The Florida Judicial Qualifications Commission has issued him a suspension for four months, as well as a fine and mental health counseling for anger management. Frankly I’m surprised they didn’t make him step down. They should have.
The reason Judge Murphy got into a fistfight with the public defender is that the public defender was refusing to waive his clients’ right to a speedy trial. In Florida, every defendant was the right to a speedy trial, meaning their case must go to trial within 90 days if they are charged with a misdemeanor, or 175 days if they are charged with a felony. The defendant has the option to waive that right, but only the defendant (through the advice of their attorney) can make that decision. Not the judge or the prosecutor.
The right to a speedy trial is contained in the Sixth Amendment to the Constitution. Some people think it was derived from the Magna Carta, or even earlier. The point of the right to a speedy trial is to prevent the government from arresting someone and holding them in jail (or on bail / pre-trial release where a single slip-up can land them in jail) awaiting trial indefinitely.
Choosing to not waive the right to a speedy trial has several strategic advantages as well as disadvantages. It shortens the time for the prosecutor to gather evidence and witnesses, and put on their trial. If a witness can’t make the trial date the case can’t be rescheduled outside the speedy trial window.

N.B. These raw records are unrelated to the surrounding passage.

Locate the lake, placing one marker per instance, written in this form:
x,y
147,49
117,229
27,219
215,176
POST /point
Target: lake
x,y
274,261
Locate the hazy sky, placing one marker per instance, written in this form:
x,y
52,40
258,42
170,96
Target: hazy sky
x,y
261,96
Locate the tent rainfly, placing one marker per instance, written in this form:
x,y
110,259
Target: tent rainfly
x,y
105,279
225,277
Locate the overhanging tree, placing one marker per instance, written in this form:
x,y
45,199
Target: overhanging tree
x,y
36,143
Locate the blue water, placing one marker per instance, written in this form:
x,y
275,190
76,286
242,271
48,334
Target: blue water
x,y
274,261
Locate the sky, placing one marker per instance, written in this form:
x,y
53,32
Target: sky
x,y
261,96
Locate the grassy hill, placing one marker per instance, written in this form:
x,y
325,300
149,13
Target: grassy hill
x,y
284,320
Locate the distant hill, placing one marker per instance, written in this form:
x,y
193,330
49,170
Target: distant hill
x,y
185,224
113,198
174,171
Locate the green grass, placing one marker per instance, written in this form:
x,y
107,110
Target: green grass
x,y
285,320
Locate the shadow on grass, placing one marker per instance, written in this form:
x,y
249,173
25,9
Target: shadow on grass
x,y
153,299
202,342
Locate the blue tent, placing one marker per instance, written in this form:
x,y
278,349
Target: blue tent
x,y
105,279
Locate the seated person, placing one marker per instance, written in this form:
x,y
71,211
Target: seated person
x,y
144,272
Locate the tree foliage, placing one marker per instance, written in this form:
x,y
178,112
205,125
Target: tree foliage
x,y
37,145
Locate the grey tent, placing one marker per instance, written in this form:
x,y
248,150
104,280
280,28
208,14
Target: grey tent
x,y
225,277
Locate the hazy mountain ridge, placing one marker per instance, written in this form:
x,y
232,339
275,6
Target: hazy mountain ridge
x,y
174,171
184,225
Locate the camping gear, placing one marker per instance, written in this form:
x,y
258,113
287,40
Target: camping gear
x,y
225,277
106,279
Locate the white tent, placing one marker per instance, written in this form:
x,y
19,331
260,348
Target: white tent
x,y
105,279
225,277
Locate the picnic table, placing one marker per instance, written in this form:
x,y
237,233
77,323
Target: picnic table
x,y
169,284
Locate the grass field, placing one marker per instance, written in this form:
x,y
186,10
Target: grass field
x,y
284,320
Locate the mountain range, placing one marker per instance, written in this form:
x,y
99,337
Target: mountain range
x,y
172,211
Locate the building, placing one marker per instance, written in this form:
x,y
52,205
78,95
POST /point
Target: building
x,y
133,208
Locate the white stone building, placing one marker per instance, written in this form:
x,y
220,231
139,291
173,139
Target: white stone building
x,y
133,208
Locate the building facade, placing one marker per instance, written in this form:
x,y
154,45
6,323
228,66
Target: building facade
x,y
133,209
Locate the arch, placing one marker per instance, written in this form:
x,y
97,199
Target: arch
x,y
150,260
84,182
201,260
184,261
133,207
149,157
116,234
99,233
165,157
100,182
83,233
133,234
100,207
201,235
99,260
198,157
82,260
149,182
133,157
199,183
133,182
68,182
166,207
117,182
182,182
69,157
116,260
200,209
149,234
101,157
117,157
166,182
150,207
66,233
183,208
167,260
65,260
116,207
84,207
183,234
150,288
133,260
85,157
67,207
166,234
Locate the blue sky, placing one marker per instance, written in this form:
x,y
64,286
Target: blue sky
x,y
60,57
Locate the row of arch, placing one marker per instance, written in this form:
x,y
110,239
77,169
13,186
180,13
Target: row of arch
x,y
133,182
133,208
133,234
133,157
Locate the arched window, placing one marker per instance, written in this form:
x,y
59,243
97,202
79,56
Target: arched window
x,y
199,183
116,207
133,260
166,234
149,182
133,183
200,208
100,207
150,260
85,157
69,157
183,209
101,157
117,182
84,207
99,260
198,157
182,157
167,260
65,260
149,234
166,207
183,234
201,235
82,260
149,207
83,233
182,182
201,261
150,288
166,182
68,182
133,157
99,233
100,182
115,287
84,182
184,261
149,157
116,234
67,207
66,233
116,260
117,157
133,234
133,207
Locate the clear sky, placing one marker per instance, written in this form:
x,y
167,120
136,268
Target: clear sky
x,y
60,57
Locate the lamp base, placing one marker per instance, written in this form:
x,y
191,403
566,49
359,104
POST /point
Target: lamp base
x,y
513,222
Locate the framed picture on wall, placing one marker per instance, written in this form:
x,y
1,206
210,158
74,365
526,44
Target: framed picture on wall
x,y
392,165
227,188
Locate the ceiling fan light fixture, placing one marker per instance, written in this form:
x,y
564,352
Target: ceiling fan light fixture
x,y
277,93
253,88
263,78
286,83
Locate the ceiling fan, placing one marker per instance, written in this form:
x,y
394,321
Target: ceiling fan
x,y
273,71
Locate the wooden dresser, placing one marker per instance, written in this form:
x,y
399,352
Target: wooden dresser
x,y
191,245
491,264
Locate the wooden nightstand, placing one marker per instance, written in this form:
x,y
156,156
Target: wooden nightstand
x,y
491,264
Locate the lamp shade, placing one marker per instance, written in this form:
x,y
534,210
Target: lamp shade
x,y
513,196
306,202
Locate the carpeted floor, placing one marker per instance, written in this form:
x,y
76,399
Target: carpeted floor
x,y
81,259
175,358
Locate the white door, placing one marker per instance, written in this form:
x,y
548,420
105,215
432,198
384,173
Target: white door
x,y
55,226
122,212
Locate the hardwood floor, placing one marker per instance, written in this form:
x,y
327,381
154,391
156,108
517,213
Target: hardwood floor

This can sometimes create situations where essential witnesses are unavailable for trial, and so the prosecution cannot prove their case. For the public defenders (who handle a high volume of cases) it also means that cases don’t hang around their office and clog up their schedules.
There are disadvantages to not waiving the right to a speedy trial. Waiving the right gives the attorney more time to research legal issues about the case, talk to witnesses, and gather favorable evidence, so they the attorney can file a motion to dismiss or a motion to suppress evidence if it’s warranted. From the prosecutor’s perspective criminal cases often don’t get better with age – witnesses forget things or change addresses.
Ultimately it’s up to the defendant to decide whether or not to waive the right. Not the judge. So while it’s bad that Judge Murphy got into a fight with the public defender, to me it’s even worse that the judge thought it was his right to tell the attorney to waive the defendant’s fundamental, constitutionally-guaranteed right to a speedy trial.